Brief by Allen Best
Climate – February 2004 – Colorado Central Magazine
For students of classical music, or religious tyranny, 1685 was a banner year. Composer Johann Sebastian Bach was born that year, as was George Frederick Handel. The French king outlawed Protestantism, while the Swedish king banned Jews.
In Colorado, drought prevailed in 1685, what paleoclimatologists now say was the driest year for streamflow along the Front Range unrivaled until 2002. There are no historical records testifying to this blistering aridity. The state was then occupied primarily by Utes in the mountains and Kiowas and occasional others on the plains, and none had written forms of language. The evidence of the drought is found in trees.
By comparing tree rings, a discipline called dendrochronology, scientists who study the history of climate can extrapolate former weather conditions. A study by paleoclimatologist Connie Wodehouse of the National Oceanic and Atmospheric Administration at several locations in Colorado finds that the water flows in 2002 were less than any year since 1685.
As such, the drought is now being called a 300-year event, at least from the perspective of the Denver Water Department.
“We calculate this drought has a 300-year recurrence interval,” explained Marc Waage, a water resource engineer for Denver Water. “What it doesn’t mean is that every 300 years we will have a drought. What it means is that if you look at it from an extended period of time, you would expect a drought of this magnitude no more often than once every 300 years. However, that doesn’t mean that you can’t get 10 of them in rapid succession.”
In this case, measurements were taken on several watersheds where Denver gets the bulk of its water – the Fraser River Valley near Winter Park, the Williams Fork Valley north of the Eisenhower Tunnel, the Blue River of Summit County, and from the headwaters of the South Platte River.
This finding of a 300-year severity isn’t surprising. Even in July 2002, water lawyers and others were calling it a 300-year drought, despite lack of empirical evidence to support that claim. By September 2002, Hydrosphere, a water engineering company in Boulder, delivered a report based on tree-ring studies in the Boulder Creek drainage that streamflows were the lowest since 1725.
Much — but not all — worry dissipated in just a few days last March when an extremely heavy, wet snowstorm pummeled the Northern Front Range, as well as lateral areas, including Summit County. The record-breaking storm closed Interstate 70 for three days. Still, from the perspectives of Colorado’s cities, which draw their water primarily from snowpack along the Continental Divide, nobody is willing to say that we’re yet out of drought.

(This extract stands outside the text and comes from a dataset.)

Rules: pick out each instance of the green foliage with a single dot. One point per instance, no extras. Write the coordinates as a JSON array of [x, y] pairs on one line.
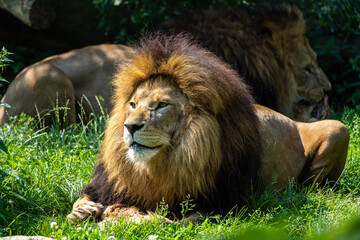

“The way we define drought is in terms of our reservoir storage. The start of the drought was when our reservoirs were last full, and that was in the spring of 2001,” says Denver Water’s Waage. “After that, the summer of 2002 is when we began feeling the effects of drought.”
Denver’s reservoirs as of December were overall at 75 percent filled, although Dillon Reservoir, the largest, was at 88 percent. This is normal for this time of year. However, the big winter months are yet ahead. “We still have an awful lot of snowpack season to come,” said Waage during December. “It’s really too soon to start worrying about how bad things are going to be next year.”
Hydrosphere’s Lee Rozaklis, a principal in the firm, points out that drought is different from streamflow. Streamflow is not directly dependent upon precipitation received that year. For example, in terms of precipitation received during 2002, it was a dry year but not extraordinarily so. But in terms of streamflow, it was the driest on record since … well, 1715 or 1685, take your pick.
“It wasn’t an exceptional year in terms of creating conditions likely to result in wildfires,” he said. “I think it was the perfect storm in terms of streamflows.”